Dato, in her alleged tweet originally written in Bahasa on July 16, said: “Anwar Ibrahim is clearly pro-Christian, an admirer of Jose Rizal the infidel Malay! Oh yes, don’t forget…”
But Dato denied she was the one who tweeted, saying she was simply tagged in the message she suspected to have come from the opposition. Read Dato Zainab’s reaction
Anwar, who was jailed on charges of corruption and sodomy but was acquitted in 2004, is visiting Manila to hold a lecture on Friday at the University of the Philippines in Diliman, Quezon City on the influences of Rizal and Benigno Aquino Jr. on the Southeast Asian leadership.
While in prison, Anwar was said to have been inspired by Rizal’s novels Noli Me Tangere and El Filibusterismo, two of the hero’s searing social commentary against the oppressive Spanish colonial rule.
Estrada likened the former Malaysian deputy prime minister to former president Corazon Aquino, calling him “a fighter for real democracy.”

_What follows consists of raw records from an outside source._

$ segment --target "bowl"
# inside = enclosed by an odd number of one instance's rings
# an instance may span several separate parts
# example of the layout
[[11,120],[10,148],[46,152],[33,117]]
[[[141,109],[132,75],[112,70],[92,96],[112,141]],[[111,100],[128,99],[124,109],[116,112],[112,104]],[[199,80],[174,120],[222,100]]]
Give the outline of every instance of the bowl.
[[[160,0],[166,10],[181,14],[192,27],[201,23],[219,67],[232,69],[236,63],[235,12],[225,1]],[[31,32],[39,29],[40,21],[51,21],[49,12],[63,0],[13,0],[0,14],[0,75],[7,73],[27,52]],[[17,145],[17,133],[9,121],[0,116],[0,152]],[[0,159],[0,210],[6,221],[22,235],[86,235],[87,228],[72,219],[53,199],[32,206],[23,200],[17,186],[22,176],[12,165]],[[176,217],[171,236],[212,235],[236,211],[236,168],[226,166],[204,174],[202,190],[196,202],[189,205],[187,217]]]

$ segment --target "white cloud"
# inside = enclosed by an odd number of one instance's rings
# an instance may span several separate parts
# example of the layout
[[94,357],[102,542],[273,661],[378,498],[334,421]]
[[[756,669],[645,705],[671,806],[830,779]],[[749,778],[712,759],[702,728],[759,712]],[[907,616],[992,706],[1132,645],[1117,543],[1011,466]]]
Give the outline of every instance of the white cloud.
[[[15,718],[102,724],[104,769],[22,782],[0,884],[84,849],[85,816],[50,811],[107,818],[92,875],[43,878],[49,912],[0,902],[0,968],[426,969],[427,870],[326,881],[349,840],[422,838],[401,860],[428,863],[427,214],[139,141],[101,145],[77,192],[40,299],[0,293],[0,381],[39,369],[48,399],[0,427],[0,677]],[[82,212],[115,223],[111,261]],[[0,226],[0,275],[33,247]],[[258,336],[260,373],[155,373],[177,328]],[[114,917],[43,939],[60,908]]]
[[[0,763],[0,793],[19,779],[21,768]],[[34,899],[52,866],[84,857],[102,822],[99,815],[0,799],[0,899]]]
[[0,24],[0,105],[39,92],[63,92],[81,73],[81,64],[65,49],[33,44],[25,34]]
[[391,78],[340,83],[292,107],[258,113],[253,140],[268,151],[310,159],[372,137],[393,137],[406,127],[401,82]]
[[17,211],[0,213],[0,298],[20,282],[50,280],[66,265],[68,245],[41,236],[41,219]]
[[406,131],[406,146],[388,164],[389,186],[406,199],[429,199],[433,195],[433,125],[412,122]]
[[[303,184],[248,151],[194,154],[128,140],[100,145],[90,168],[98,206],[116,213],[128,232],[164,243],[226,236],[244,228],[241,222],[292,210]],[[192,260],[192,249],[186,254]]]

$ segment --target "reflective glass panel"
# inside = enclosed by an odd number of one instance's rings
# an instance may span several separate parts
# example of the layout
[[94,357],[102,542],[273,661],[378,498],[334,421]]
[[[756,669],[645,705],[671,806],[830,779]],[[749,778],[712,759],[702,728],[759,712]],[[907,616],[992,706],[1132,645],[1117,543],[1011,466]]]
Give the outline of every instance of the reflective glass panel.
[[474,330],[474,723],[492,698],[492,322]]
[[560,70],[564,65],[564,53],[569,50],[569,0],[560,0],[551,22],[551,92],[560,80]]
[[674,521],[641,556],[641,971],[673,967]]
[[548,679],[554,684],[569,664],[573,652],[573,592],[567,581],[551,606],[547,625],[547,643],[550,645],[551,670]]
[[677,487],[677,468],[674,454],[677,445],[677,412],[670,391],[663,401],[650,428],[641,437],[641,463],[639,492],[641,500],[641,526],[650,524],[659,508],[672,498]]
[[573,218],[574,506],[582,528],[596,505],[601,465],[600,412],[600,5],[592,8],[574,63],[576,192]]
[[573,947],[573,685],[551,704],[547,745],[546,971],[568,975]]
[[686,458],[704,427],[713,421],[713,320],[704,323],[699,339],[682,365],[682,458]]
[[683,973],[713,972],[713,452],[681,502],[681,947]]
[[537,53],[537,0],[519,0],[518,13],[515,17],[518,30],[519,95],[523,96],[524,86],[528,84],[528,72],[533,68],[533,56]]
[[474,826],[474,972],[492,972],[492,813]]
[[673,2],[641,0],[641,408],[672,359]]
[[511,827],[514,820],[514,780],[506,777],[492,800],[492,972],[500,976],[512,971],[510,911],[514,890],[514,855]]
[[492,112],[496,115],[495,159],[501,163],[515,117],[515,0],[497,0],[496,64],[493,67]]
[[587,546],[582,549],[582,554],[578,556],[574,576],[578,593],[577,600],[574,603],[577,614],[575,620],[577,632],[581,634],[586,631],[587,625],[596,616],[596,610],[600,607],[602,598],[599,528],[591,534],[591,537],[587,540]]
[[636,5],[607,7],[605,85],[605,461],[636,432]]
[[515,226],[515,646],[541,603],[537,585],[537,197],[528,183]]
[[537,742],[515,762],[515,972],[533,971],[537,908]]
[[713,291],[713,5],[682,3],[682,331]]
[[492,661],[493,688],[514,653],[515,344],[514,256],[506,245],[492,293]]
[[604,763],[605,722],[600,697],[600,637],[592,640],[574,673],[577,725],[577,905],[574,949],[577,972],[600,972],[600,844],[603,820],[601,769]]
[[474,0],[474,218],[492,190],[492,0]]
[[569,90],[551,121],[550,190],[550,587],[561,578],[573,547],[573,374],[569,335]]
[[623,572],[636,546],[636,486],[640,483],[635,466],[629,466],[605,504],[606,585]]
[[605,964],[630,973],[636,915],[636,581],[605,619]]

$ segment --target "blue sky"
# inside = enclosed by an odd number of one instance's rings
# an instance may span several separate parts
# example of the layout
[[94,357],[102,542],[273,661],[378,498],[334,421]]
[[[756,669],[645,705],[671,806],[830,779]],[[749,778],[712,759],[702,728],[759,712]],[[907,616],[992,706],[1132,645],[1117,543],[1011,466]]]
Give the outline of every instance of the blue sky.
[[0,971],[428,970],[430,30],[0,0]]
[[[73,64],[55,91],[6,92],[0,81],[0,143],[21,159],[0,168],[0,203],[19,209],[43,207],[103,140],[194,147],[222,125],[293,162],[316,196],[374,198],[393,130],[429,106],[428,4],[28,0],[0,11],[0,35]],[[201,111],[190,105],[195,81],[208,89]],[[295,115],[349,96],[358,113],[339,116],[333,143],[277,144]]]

“Let us do what we can do to join him in this cause of bringing genuine democracy to the Malaysian people,” he said.
At the same time, Estrada reminded Dato to be respectful of other cultures and religions.
“We must remember that regardless of religion, we are all Asian brothers. Our attitude must be towards strengthening our Malay ties and building our Asian community instead of using religious diversities to sow hatred among nations or ostracize political adversaries,” Estrada said.